4

I need to remove a column from my tabulated CSV file if this column exists.

My CSV file:

GENE REF ALT
AKT  A   G
AKT  G   G

Desired output: if column REF exists delete this column

GENE  ALT
AKT    G
AKT    G

I tried to do that:

sed 's/\tREF.[^\t]*//' filename.csv

but it doesn't work.

5
  • Use awk: awk 'NF == 3 { print $1,$3} file` Commented Jan 4, 2019 at 10:32
  • Hi Valentin, thanks for your reply. The thing is sometimes REF column can exists sometimes not. Is with your command line it will remove always column 2?
    – user979974
    Commented Jan 4, 2019 at 10:40
  • No. The NF checks if there are at least 3 fields. You might also want awk -vOFS="\t" 'NF.....} file. Commented Jan 4, 2019 at 12:29
  • what about awk '{ print $1, $NF}' OFS='\t' infile? Commented Jan 4, 2019 at 14:43
  • 2
    sed is not the right tool for this job. The word REF does not appear on every line. Commented Jan 4, 2019 at 16:03

4 Answers 4

5

Hi with miller (http://johnkerl.org/miller/doc) and this input.csv

GENE,REF,ALT
AKT,A,G
AKT,G,G

is very easy

mlr --csv cut -x -f REF input.csv

The output is

GENE,ALT
AKT,G
AKT,G
1
  • 2
    This miller tool works good :-)
    – user979974
    Commented Jan 7, 2019 at 11:05
5

With perl

$ perl -F'\t' -lane '@non_ref_cols = grep { $F[$_] ne "REF" } 0..$#F if $. == 1;
                     print join "\t", @F[@non_ref_cols]' ip.txt
GENE    ALT
AKT     G
AKT     G
  • -F'\t' use tab as field separator
  • @non_ref_cols = grep { $F[$_] ne "REF" } 0..$#F if $. == 1 for the header line, get index of all fields that is NOT REF
  • print join "\t", @F[@non_ref_cols] print all fields using the index array we got for the header line, using tab as field separator
1
  • 1
    Nice solution.

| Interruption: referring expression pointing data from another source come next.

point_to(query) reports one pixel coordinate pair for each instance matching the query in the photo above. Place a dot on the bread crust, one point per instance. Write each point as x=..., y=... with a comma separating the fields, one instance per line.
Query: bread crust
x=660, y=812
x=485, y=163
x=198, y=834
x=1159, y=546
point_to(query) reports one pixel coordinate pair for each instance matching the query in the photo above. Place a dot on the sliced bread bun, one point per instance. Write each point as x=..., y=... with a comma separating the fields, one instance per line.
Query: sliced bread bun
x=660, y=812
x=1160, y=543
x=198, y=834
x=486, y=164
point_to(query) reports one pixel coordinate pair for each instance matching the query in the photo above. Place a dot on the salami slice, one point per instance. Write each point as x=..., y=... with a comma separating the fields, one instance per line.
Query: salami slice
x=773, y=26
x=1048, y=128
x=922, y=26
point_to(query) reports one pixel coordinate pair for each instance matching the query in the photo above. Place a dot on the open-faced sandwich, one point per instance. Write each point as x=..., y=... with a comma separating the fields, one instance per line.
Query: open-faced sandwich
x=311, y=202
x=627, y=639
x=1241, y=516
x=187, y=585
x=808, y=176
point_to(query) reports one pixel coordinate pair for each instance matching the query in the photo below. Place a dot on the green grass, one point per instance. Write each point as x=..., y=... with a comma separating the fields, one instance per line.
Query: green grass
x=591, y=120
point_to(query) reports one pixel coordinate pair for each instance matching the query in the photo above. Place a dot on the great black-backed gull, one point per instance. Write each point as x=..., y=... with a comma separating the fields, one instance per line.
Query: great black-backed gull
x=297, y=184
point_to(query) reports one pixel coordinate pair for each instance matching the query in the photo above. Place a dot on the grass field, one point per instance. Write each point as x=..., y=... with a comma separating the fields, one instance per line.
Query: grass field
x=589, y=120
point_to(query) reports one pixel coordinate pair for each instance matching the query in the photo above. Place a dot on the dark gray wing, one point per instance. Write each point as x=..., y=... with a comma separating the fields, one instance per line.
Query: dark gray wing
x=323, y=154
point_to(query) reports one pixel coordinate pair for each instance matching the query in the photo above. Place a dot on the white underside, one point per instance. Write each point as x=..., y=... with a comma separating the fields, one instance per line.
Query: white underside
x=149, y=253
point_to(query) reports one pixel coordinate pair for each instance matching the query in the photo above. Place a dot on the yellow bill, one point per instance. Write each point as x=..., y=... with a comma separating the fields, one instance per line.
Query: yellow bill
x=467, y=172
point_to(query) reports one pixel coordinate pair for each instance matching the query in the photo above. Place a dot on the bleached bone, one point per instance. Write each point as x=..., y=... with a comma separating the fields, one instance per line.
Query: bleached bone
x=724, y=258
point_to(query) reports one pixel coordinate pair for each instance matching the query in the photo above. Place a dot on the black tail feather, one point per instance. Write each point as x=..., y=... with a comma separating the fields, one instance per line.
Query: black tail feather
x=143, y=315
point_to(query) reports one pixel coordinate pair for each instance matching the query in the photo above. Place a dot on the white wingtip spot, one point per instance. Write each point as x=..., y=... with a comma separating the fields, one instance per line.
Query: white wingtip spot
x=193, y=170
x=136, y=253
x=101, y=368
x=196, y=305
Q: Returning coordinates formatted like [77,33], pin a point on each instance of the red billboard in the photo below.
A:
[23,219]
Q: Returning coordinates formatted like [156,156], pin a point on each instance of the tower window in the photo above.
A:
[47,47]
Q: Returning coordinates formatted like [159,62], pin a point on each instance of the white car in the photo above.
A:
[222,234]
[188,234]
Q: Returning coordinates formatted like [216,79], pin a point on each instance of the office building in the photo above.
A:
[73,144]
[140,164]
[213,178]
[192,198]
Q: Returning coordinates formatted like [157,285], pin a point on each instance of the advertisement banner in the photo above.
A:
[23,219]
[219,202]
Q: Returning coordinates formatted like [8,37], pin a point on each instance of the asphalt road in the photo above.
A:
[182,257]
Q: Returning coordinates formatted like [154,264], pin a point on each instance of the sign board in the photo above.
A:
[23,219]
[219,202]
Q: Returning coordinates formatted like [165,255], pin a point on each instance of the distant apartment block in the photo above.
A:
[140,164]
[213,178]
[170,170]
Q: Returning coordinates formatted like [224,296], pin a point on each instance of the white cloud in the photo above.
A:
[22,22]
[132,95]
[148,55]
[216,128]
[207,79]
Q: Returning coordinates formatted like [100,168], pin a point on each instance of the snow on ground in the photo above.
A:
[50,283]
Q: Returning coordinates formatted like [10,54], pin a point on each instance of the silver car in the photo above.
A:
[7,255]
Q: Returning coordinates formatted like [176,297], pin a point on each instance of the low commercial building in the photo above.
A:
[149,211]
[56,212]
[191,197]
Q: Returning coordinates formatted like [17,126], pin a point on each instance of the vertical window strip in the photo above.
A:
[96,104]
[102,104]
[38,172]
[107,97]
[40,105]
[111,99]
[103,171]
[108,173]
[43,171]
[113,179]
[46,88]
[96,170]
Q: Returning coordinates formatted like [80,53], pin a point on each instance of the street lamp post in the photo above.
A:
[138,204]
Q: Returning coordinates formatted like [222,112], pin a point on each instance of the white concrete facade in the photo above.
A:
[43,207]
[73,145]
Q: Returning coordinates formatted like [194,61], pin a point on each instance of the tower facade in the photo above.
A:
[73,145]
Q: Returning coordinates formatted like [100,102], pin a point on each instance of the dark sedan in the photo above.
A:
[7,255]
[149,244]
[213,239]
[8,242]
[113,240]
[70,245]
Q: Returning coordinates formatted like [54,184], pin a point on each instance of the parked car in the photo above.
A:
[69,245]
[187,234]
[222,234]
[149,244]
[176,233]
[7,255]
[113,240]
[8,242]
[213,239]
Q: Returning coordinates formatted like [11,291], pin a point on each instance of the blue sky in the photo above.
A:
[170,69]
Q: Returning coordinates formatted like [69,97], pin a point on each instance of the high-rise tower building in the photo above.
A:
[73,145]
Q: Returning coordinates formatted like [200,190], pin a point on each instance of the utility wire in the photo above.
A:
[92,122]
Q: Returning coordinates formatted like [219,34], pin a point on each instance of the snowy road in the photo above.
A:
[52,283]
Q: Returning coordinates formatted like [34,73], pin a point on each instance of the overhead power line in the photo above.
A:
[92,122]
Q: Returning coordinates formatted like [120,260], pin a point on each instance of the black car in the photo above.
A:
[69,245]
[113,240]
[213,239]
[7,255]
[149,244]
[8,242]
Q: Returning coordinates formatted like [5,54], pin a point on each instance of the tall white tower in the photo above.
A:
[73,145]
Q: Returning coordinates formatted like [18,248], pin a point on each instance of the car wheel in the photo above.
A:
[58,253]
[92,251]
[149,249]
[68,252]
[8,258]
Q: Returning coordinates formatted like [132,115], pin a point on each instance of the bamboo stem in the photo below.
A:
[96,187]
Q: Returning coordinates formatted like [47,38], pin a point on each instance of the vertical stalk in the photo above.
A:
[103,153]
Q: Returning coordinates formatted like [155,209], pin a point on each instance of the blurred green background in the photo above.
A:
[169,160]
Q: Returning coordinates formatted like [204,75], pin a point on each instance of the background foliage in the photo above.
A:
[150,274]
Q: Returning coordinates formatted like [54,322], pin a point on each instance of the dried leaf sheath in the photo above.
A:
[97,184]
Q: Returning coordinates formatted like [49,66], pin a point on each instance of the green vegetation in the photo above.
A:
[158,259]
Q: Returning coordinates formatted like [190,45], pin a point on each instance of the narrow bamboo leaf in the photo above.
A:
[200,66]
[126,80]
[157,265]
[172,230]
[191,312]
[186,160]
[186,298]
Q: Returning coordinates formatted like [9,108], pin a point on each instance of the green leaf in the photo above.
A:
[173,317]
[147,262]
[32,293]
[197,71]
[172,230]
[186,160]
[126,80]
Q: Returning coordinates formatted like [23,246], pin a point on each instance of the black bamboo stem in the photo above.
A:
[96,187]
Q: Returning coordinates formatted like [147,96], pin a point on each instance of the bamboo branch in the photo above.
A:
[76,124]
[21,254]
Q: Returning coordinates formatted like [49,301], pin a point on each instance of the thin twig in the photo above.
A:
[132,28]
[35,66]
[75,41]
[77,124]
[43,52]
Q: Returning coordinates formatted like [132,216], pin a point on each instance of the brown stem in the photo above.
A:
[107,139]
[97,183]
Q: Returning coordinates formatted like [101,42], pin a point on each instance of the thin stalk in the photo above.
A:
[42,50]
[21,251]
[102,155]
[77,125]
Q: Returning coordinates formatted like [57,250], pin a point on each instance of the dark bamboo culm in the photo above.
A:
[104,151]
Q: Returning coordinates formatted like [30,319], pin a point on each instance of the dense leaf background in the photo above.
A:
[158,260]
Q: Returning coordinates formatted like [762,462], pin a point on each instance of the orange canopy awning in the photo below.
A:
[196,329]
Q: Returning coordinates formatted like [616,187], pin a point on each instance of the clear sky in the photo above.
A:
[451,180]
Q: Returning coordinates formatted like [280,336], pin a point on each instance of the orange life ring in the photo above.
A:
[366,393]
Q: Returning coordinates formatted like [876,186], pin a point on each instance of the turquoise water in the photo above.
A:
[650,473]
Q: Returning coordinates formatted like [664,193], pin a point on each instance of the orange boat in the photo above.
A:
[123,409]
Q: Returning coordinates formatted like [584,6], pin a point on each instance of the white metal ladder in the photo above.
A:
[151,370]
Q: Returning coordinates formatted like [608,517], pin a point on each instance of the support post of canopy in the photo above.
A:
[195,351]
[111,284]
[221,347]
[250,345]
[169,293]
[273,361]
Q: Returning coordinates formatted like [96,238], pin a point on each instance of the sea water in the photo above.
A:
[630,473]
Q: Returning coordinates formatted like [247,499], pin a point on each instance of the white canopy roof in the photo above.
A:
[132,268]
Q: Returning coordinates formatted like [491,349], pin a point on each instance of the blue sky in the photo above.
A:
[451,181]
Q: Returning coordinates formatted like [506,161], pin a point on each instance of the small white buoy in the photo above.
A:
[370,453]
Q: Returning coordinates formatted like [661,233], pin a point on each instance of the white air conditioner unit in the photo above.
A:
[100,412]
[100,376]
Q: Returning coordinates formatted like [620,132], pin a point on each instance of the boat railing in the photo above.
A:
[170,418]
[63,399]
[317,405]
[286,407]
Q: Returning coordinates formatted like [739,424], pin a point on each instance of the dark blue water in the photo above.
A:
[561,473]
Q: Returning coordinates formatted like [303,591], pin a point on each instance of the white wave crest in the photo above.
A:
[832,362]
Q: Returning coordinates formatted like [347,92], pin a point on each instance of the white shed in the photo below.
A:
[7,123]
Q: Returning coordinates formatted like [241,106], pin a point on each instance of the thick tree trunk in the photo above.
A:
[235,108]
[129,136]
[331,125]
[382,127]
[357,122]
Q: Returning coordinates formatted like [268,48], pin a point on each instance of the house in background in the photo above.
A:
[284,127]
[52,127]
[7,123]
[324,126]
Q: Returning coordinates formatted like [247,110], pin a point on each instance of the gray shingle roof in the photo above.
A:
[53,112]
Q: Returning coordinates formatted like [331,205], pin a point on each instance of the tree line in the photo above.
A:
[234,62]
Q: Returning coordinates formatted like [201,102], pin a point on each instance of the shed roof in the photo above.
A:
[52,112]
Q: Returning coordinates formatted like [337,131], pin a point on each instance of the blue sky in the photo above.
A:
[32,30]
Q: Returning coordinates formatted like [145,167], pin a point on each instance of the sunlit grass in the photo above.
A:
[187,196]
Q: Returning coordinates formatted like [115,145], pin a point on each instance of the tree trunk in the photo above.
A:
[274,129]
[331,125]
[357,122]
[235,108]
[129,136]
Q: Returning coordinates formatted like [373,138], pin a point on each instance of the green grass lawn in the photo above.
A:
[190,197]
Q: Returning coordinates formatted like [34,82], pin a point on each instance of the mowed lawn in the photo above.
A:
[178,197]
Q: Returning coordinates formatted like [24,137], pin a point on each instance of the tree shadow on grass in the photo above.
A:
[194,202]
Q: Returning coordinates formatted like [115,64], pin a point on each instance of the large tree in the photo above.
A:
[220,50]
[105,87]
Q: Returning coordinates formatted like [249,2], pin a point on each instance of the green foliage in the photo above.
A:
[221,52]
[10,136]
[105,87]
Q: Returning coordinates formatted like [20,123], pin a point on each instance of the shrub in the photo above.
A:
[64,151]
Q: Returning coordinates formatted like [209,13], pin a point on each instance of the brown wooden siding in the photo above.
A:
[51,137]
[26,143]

I improved your variable name for clarity. Commented Jan 4, 2019 at 16:01
1

With awk:

awk -F'\t' -v OFS='\t' '
  NR == 1 {for (i=1; i<=NF; i++) if ($i == "REF") refCol = i}
  refCol {for (i = refCol + 1; i <=NF; i++) $(i-1) = $i; NF--}
  1
' file.csv

The first line finds which column is the REF column. The refCol variable will be uninitialized if there is no such column.
The second line removes the column if it has been found.
The third line prints the record.

1

You could determine which column REF is at with grep and then decide to delete it, e.g. with GNU cut and assuming your headings are single words and delimiters are tabs:

colnumber=$(head -n1 file.tsv | grep -o '[^\t]\+' | grep -nx 'REF' | cut -d: -f1)
[[ -n $colnumber ]] && cut --complement -f$colnumber file.tsv > file.tsv.new

Output:

GENE    ALT
AKT     G
AKT     G
3
  • Very nice. Great idea to use --complement. You might want to add -d $'\t' to the cut command. I would use grep -nx REF, but given the previous grep, that's no different. Commented Jan 4, 2019 at 15:58
  • After a 2nd look, this would be safer given it's a tab-separated file and spaces would be allowed as valid field characters: grep -Eo [^\t]+ | grep -nx REF Commented Jan 4, 2019 at 16:05
  • @glennjackman: I agree, updated.